En ce sens, je trouve que c'est plutôt un bon signe que l'administration Obama n'ait pas renoncé à mettre sur la table le débat sur le système de santé, en dépit de la crise. Les ménages ne vont pas consommer tant que la confiance ne revient pas et tant qu'ils n'ont pas les ressources. Donc au niveau général, il faut qu'ils aient le sentiment d'un gouvernement qui fait ce qui est nécessaire. De plus, il faudrait mettre en place des instruments de soutien des plus démunis. Par exemple une augmentation temporaire du montant des allocations chômage, car tous les instituts prévoient que le chômage va passer la barre des 10 % entre 2009 et 2010.

Diogène : Ne faudrait-il pas interdire ou à tout le moins encadrer les tentatives de diminution de salaire que des entreprises tentent d'imposer à leurs salariés?

Francesco Saraceno : Oui, et en fait cela nous ramène à un discours plus général sur les causes plus structurelles de la crise. On observe une tendance, dans les trois dernières décennies, vers une redistribution des revenus en faveur des riches et des très riches, qui consomment une fraction moins importante de leurs revenus. Cela a créé un déficit structurel de croissance.

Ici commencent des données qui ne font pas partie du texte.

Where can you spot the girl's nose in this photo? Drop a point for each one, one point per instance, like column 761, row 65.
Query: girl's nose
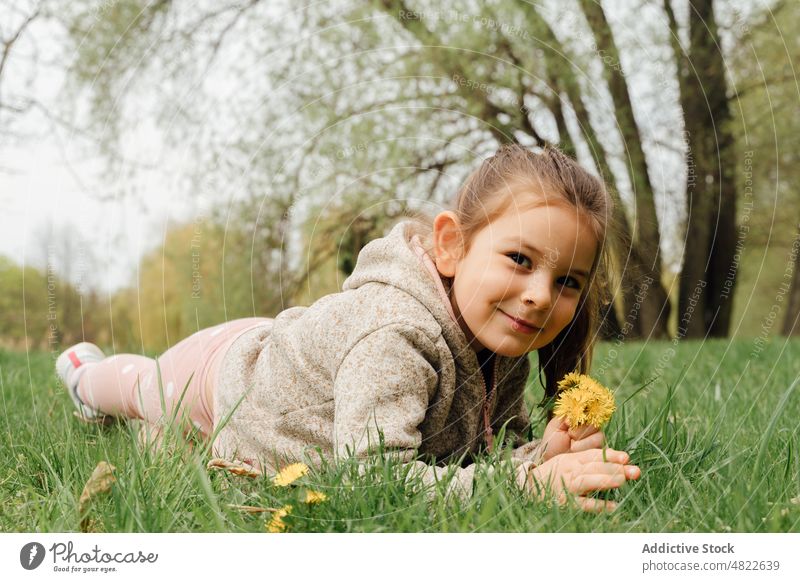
column 538, row 292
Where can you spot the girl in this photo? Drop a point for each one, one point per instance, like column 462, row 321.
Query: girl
column 427, row 344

Donc la croissance molle dans la zone euro peut être expliquée par ce biais. Aux Etats-Unis, on a eu une croissance importante parce que cette redistribution a été en quelque sorte cachée par une dette croissante. Et cette dette était clairement insoutenable, comme on peut le constater aujourd'hui. Donc en fait, je pense qu'une fois sortis de la crise, il faudra traiter ces causes structurelles. On devrait revenir vers des systèmes d'imposition plus progressifs, à un système de stabilisation automatique qui puisse mieux absorber les chocs et donc servir d'assurance pour les segments les plus défavorisés de la société, et comme je le disais, en renforçant l'offre de biens publics : santé et éducation. Car en Europe aussi on observe une tendance à compresser ces secteurs quand on devrait au contraire les développer.

Ce qui est important, c'est que tout cela devrait se faire au niveau mondial. Car la concurrence fiscale entre les pays n'est pas plus efficace que les dévaluations compétitives des années 1930, et, en même temps, ne fait qu'augmenter les inégalités et la fragilité structurelle de notre économie.